Manufacturing large components is extremely challenging. So far, it has been based on engineering principles. A great deal of empirical know-how is required for every new application, leading to long lead times and high cost for new applications and materials. These are ever-varying and numerous, in light of the heterogeneity of the end-users mix. Therefore, there is an urgent need to develop a science-based understanding of DED processing. This is key to exploit its full potential and enable the industrial pick-up its merits. Such potential could be increased by combining more than one process: E.g. an arc and a laser could be coupled into one symbiotic machine, generating a multiple energy source configuration.

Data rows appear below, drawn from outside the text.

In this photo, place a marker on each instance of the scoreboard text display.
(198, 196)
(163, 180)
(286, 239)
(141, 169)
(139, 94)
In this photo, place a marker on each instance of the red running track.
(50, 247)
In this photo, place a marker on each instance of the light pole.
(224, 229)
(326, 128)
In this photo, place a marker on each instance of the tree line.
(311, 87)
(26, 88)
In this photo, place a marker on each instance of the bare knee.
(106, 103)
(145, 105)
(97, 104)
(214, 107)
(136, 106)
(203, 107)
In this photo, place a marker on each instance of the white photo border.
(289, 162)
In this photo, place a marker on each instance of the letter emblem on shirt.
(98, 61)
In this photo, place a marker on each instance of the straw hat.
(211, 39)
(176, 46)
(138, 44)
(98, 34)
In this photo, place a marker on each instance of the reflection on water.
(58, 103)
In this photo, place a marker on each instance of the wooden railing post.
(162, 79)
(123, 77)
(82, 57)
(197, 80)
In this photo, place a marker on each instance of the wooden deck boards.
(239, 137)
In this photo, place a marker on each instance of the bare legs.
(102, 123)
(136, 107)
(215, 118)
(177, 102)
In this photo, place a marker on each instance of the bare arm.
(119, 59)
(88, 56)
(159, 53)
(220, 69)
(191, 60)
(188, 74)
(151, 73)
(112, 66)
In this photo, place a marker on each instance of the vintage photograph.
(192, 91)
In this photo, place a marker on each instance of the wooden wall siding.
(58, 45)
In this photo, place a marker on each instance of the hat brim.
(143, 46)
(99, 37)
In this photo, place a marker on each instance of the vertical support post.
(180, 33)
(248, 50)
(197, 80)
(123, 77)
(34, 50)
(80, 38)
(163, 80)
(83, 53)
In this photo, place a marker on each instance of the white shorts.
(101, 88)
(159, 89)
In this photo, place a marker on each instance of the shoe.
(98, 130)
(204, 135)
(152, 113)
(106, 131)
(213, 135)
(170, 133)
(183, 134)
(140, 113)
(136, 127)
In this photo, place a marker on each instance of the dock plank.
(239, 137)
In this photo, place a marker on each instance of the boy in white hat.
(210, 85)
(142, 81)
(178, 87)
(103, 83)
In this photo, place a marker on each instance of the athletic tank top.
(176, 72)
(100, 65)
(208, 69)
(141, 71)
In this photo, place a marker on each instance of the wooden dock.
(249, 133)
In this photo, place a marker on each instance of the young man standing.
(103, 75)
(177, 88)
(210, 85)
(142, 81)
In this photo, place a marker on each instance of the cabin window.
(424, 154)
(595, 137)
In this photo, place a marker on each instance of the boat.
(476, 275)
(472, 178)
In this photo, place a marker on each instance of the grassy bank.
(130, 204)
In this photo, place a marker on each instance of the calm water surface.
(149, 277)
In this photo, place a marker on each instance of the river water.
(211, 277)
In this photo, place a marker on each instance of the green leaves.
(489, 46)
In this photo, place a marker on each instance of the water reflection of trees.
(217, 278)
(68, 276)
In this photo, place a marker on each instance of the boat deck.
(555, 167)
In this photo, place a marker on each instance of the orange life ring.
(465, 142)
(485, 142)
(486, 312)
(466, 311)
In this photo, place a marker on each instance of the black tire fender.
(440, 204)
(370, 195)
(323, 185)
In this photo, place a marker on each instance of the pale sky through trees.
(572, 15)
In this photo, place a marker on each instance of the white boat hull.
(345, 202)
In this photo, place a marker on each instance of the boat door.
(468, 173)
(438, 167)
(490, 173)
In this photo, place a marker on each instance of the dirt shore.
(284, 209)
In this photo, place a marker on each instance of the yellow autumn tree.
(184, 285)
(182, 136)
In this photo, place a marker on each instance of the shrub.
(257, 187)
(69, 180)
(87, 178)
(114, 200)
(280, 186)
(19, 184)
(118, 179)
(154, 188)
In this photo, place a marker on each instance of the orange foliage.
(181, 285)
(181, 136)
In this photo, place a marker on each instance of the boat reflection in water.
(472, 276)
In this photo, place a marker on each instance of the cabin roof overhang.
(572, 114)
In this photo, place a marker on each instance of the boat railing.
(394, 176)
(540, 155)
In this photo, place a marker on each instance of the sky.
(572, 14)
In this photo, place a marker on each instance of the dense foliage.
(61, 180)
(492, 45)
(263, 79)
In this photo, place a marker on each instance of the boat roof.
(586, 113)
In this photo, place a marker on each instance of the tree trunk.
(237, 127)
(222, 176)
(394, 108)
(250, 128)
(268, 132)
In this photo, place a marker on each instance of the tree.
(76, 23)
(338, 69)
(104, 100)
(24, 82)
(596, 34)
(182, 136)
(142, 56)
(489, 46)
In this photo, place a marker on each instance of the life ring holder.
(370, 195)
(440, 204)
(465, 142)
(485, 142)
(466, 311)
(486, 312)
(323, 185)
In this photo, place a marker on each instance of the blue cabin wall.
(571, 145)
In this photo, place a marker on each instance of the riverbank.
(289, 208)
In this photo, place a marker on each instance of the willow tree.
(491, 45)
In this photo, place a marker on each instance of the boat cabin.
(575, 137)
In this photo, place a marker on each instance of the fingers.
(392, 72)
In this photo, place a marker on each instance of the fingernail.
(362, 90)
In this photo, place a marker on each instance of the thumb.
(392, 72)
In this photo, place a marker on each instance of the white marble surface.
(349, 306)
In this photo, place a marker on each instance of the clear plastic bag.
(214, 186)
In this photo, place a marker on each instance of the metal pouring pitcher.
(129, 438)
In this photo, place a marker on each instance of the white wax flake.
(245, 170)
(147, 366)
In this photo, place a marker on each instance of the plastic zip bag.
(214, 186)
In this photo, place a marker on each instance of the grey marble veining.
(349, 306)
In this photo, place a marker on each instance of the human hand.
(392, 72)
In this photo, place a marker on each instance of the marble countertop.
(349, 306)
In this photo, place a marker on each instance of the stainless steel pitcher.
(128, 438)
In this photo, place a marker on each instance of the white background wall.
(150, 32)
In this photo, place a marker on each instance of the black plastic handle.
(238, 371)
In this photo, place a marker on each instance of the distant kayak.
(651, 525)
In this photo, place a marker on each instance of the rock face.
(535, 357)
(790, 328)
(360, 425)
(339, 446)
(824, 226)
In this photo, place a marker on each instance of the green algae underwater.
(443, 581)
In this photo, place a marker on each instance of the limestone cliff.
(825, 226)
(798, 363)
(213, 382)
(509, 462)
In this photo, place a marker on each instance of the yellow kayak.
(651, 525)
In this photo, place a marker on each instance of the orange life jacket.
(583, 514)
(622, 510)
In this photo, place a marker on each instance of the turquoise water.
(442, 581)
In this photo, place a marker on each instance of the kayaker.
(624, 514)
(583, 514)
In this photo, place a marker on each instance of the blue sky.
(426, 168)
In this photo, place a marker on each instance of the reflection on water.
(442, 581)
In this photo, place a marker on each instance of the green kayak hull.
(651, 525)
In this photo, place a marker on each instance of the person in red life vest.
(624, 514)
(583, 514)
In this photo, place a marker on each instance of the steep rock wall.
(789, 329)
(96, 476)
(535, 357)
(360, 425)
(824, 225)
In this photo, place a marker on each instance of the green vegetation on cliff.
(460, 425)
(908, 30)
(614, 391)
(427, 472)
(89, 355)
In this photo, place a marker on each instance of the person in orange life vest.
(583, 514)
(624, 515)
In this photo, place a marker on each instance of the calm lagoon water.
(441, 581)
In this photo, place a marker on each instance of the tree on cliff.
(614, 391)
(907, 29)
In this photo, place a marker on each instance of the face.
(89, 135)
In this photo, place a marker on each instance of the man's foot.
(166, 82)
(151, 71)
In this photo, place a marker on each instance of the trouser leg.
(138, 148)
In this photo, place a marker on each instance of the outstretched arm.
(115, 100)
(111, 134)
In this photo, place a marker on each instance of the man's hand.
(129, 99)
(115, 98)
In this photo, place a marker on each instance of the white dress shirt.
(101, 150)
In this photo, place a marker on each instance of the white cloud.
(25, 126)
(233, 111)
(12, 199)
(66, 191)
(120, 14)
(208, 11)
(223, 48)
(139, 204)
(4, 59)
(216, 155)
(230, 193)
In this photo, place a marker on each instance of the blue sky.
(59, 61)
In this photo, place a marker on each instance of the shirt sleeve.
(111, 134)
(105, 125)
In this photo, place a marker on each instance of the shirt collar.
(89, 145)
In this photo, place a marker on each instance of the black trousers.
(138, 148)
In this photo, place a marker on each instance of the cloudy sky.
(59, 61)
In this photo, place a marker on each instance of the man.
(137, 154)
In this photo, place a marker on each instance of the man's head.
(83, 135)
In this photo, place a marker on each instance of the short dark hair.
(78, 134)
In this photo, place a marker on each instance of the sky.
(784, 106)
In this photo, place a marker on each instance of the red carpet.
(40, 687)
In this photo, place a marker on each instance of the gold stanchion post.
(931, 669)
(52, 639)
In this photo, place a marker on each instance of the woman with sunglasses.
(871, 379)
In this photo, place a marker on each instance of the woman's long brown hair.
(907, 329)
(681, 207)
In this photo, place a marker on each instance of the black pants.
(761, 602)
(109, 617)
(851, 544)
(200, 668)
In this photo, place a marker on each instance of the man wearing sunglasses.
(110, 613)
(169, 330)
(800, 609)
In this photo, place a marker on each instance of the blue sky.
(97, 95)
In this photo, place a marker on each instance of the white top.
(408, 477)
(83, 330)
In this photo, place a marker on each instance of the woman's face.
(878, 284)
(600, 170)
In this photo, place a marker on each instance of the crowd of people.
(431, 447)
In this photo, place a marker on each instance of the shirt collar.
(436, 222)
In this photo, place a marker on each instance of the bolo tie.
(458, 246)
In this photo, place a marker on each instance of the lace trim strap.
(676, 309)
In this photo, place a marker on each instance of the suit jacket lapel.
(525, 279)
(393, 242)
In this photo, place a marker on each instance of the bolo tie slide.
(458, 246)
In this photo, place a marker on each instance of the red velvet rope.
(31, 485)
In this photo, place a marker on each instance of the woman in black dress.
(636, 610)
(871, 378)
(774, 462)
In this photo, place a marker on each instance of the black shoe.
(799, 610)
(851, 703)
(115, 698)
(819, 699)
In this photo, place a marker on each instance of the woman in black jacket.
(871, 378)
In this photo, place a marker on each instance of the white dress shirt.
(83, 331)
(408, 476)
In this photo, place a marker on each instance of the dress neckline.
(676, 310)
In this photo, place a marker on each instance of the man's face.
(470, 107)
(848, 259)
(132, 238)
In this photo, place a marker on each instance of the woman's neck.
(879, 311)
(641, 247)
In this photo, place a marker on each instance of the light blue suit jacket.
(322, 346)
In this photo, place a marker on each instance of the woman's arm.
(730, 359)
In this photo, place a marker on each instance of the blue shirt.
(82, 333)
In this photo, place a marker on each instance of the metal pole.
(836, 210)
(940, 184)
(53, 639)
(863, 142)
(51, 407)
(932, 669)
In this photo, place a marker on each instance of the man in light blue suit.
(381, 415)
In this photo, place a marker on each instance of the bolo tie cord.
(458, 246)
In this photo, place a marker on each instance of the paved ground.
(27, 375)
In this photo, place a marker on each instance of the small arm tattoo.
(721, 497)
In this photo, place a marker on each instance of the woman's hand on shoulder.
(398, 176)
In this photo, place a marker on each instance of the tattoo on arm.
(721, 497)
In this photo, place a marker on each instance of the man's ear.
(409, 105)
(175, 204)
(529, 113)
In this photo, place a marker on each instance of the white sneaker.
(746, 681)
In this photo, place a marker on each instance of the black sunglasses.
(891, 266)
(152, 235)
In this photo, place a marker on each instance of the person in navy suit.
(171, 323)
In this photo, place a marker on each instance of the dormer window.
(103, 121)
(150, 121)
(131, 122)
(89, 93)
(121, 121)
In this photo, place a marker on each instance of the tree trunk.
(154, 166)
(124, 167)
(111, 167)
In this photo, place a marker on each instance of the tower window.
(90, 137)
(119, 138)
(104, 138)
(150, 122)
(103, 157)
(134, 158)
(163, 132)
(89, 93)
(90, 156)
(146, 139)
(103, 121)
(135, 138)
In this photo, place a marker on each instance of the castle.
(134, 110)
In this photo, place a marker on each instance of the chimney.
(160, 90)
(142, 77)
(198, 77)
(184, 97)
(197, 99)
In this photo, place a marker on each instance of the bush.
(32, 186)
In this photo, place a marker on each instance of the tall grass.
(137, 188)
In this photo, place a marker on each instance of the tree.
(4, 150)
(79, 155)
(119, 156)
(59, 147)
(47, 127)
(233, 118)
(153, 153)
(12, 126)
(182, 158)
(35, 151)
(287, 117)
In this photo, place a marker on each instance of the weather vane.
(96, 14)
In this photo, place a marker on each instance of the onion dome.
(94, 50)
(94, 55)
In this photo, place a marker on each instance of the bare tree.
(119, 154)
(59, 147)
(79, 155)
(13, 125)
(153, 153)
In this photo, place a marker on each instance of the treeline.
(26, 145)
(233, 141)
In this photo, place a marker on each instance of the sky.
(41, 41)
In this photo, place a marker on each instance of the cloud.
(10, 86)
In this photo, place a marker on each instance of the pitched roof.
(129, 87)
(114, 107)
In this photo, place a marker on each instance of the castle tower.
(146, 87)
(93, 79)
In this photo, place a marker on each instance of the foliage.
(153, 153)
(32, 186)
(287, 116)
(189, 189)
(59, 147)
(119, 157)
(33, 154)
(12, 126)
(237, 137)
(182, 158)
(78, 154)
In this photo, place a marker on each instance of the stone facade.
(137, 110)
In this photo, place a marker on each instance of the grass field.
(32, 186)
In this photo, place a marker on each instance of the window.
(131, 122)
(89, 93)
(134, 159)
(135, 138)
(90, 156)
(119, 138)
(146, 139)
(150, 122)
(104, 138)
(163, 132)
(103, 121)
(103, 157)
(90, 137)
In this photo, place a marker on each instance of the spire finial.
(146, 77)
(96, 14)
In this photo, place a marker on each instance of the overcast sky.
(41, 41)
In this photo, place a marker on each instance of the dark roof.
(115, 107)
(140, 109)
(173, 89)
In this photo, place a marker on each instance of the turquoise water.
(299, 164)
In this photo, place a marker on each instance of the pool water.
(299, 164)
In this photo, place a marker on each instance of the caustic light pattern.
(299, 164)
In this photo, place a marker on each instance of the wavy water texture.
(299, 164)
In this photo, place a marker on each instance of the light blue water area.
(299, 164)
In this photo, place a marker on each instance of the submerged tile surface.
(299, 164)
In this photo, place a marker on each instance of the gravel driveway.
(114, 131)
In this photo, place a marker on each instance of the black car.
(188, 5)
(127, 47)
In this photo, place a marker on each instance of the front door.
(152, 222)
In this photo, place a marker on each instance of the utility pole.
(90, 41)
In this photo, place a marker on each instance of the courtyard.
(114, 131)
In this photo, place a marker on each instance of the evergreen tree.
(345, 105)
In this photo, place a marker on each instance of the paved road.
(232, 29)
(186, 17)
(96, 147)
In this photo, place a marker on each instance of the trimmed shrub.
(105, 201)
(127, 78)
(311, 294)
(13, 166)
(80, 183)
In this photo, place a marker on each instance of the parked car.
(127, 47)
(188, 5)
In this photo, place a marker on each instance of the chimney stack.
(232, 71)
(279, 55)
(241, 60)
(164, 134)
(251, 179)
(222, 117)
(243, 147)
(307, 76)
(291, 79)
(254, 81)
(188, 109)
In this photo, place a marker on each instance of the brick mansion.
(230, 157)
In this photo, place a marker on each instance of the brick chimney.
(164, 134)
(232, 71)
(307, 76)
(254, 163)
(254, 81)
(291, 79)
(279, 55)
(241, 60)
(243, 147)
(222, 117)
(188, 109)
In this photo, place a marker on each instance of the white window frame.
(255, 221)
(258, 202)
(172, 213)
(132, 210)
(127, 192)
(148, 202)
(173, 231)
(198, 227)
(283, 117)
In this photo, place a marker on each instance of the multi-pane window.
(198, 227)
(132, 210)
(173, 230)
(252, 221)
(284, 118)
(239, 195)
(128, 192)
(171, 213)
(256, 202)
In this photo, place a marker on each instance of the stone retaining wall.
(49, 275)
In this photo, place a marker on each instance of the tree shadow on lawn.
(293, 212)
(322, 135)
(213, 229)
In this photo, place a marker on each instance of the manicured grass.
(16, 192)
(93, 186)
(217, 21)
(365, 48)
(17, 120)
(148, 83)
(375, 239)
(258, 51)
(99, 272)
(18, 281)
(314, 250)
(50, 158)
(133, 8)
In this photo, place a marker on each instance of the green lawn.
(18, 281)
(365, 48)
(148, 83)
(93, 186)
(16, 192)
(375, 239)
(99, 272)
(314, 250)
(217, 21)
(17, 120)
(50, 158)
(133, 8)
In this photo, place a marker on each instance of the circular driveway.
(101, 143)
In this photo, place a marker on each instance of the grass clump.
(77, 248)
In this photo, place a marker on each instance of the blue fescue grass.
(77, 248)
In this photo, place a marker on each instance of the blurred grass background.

Our vision is to radically transform large area metal additive manufacturing by pioneering:
- New high build-rate wire based DED with greater precision of shape and microstructure;
- Production of net-shape large-scale engineering structures, at low cost;
- Guaranteed 'right-first-time' homogeneous or tailored high performance properties and structural integrity.
Four universities (Cranfield U., U. of Manchester, Strathclyde U., and Coventry U.) have joined forces to deliver this ambitious research programme over five years with a budget of £7M. The research programme has also 17 industrial partners (end users and from supply chain) and 2 research centres.
The NEWAM programme will tackle four main challenges:
1. NEWAM's engine room. New wire-based DED processes with two primary aims: simultaneous high build rate with precision net-shape deposition (no finishing process required) and independent thermal control from deposition shape, using active thermal profile management.
2. NEWAM's design room: new wire compositions tailored to the newly available thermal process regimes, and capable of producing properties better than the equivalent forged alloys. It will also provide crucial information regarding the formation and criticality of defects.
3. NEWAM's modelling room: key fundamental science and understanding, using advanced process and material modelling and state-of-the-art high efficiency techniques. Physics-based thermal and fluid-flow models, as well as microstructural and mechanical models will be developed and implemented.
4. NEWAM's quality room: physics-based framework for guaranteed mechanical properties and structural integrity in as-built components, including the development of in-process non-destructive evaluation techniques.